WINDHOEK – The Ministry of Mines and Energy expects the Rössing Uranium Mine to continue operating under its existing and planned programs until otherwise informed by the board of directors or management of Rössing Uranium Limited. This is according to a statement issued late last week by ministry’s Permanent Secretary, Simeon Negumbo, who noted that the mines ministry has been inundated with questions over the reported sale of the Rössing Uranium Mine to China National Uranium Corporation Limited.
“The sale is a private share transaction between the two parties and as reported in the media, the transaction is subject to certain government approvals. Amongst the authorities to approve the transaction is the Ministry of Mines and Energy and the Namibian Competition Commission,” read Negumbo’s statement.
He pointed out that, in fact, in 2017 government has been informed of the negotiations between Rio Tinto and China National Uranium Corporation Limited for the purchase of the Rio Tinto shares.
However, Negumbo emphasised that the Ministry of Mines and Energy has not yet received the agreement and can therefore not comment or express itself on the content and its extent.
“The ministry can furthermore not speculate on any conditions that may be imposed on the transaction until it has studied the agreement and subjected it to the relevant laws. Where it is required by law, or within reasonable public interest and expectations to make further announcements, the ministry will endeavour to publish such information accordingly,” Negumbo stated.
Global mining giant, Rio Tinto, decided some years ago to divest its interest from energy minerals, particularly from the coal and uranium businesses, including the Rössing Uranium Mine, which is the longest running and one of the largest open pit uranium mines in the world.
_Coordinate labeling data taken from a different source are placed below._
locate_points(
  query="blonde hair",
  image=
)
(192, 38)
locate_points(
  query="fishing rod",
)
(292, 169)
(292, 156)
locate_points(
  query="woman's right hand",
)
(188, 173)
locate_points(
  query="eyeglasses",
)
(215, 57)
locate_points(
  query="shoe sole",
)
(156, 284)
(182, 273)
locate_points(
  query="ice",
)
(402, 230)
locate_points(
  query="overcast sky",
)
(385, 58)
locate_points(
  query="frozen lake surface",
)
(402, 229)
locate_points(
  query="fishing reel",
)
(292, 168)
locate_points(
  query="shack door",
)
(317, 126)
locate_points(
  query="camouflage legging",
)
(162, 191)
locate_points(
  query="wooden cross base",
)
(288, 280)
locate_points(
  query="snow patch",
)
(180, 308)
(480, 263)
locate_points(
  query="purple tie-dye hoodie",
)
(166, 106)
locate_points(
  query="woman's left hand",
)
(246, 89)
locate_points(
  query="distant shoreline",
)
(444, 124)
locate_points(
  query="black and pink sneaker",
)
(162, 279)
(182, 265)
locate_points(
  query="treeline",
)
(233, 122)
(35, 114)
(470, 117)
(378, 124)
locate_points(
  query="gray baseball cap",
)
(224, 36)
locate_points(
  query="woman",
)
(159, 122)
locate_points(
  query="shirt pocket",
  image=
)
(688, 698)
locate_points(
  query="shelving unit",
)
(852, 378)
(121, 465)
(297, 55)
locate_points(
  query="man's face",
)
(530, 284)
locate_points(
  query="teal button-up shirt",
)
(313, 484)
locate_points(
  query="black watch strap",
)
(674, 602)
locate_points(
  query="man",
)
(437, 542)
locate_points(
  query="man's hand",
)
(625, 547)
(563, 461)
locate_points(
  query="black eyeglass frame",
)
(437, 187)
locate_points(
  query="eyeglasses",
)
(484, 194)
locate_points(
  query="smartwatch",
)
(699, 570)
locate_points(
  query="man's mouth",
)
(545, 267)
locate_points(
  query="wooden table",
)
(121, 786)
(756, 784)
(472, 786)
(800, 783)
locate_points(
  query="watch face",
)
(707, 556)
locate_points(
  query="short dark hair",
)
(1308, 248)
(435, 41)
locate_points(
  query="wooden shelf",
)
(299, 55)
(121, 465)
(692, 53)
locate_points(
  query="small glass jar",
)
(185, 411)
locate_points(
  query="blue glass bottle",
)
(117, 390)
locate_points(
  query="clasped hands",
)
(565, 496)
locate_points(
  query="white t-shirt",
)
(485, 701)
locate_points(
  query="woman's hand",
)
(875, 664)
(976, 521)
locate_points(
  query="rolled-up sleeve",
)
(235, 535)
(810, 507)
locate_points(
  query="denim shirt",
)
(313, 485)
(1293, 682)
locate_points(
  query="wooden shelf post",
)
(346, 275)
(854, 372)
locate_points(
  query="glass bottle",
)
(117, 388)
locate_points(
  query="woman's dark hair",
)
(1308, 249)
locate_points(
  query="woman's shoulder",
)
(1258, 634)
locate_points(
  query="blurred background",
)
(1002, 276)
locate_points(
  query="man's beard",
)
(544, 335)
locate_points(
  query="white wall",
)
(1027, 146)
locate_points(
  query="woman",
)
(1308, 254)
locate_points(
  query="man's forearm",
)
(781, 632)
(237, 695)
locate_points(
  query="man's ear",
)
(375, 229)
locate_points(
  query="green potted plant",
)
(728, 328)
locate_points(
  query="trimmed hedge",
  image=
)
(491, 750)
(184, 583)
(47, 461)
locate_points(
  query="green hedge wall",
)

The Namibian government owns 3.42 percent and the other shareholders, Iranian Foreign Investment Company (15.29 percent), Industrial Development Company (IDC) of South Africa (10.22 percent) and the other minority shareholders (2.45 percent) have been aware of Rio Tinto’s intention to sell its 68.62 percent interest in Rössing Uranium Limited, and to exit the business.
“Rössing Uranium Limited (the company or the mine) is not entirely being sold to the China National Uranium Corporation Limited as the reports appear to imply. If Rio Tinto’s shares are sold, the other shareholders mentioned above will still be part owners of the company,” said Negumbo.
State-owned mining company, Epangelo Mining, las week told New Era it is in fact interested in increasing government’s three percent stake in Rössing Uranium. Epangelo made a bid in 2017 to buy a 10 percent stake owned by IDC in Rössing but did not get approval from the Cabinet Committee on Economic/Financial Affairs to pursue this deal.
Epangelo has also admitted that while it does not have financial resources to buy all or some of the Rio Tinto shares in Rössing Uranium, it is capable of mobilising such resources, should an opportunity arise and should the project be profitable.